Mécanisme Africain d’Évaluation par les Pairs (MAEP), un machin inapplicable?
Dans la même veine, en 2003, le MAEP, un processus d’autoévaluation, de dialogue avec les pairs et de partage de best practices en matière de bonne gouvernance a été initié par les dirigeants africains. Son but est d’améliorer la gouvernance économique, politique ainsi que le développement socioéconomique dans tous les pays membres au moyen d’un examen par les pairs.
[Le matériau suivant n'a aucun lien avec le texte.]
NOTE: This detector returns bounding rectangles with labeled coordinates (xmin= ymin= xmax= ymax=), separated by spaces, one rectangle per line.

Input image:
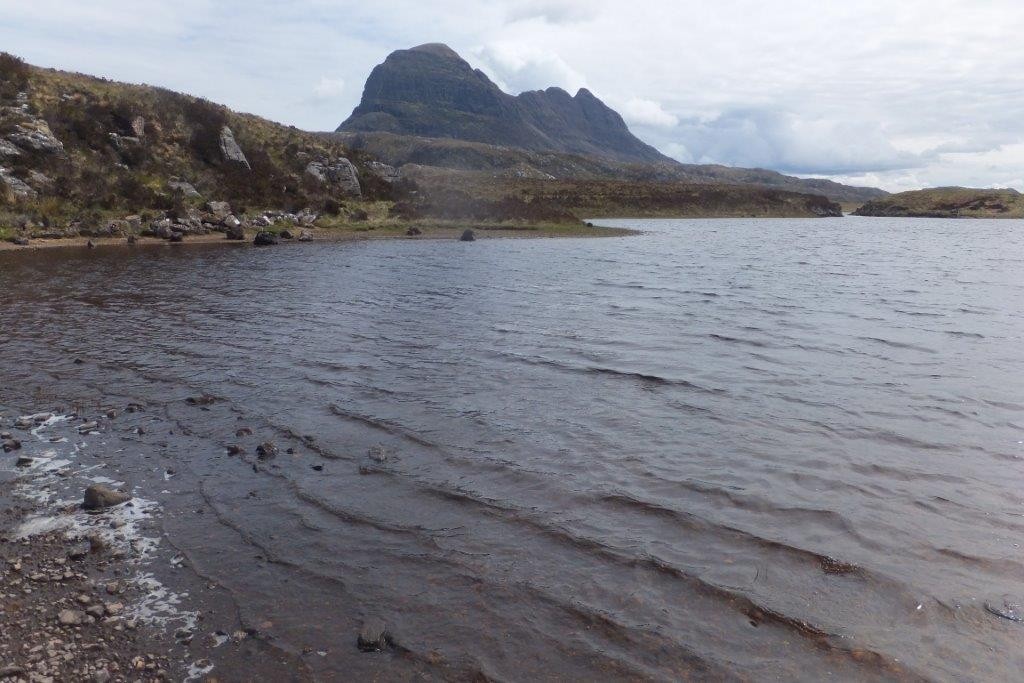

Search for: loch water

Si 2012, trente des 54 pays africains y ont volontairement adhéré, ce qui représente les trois quarts de la population africaine, mais en réalité, à ce jour, très peu de pays ont accepté d’accueillir le mécanisme d’évaluation du MAEP.
Parlement Panafricain (PP)
De même, un Parlement Panafricain a été institué le 18 mars 2004 dont l’objectif est de servir comme plateforme commune aux populations africaines et à leurs organisations locales afin qu’elles participent plus activement aux débats et au processus décisionnel concernant les problèmes et défis auxquels le continent est confronté. Les fondateurs du Parlement Panafricain espéraient le voir devenir une institution jouissant de tous les pouvoirs législatifs et dont les membres sont élus au suffrage universel. Ce Parlement, dont le siège se trouve à Midrand, en Afrique du Sud n’exerce que des pouvoirs consultatifs et est composé de 230 membres. En réalité, son existence est très peu connue des peuples africains. Ce qui pose un réel problème de sa pertinence dans el contexte actuel ainsi que sa légitimité vis-à-vis des vraies attentes des populations DES ORGANISATIONS SE SUCCEDENT SANS RÉELES CAPACITÉS…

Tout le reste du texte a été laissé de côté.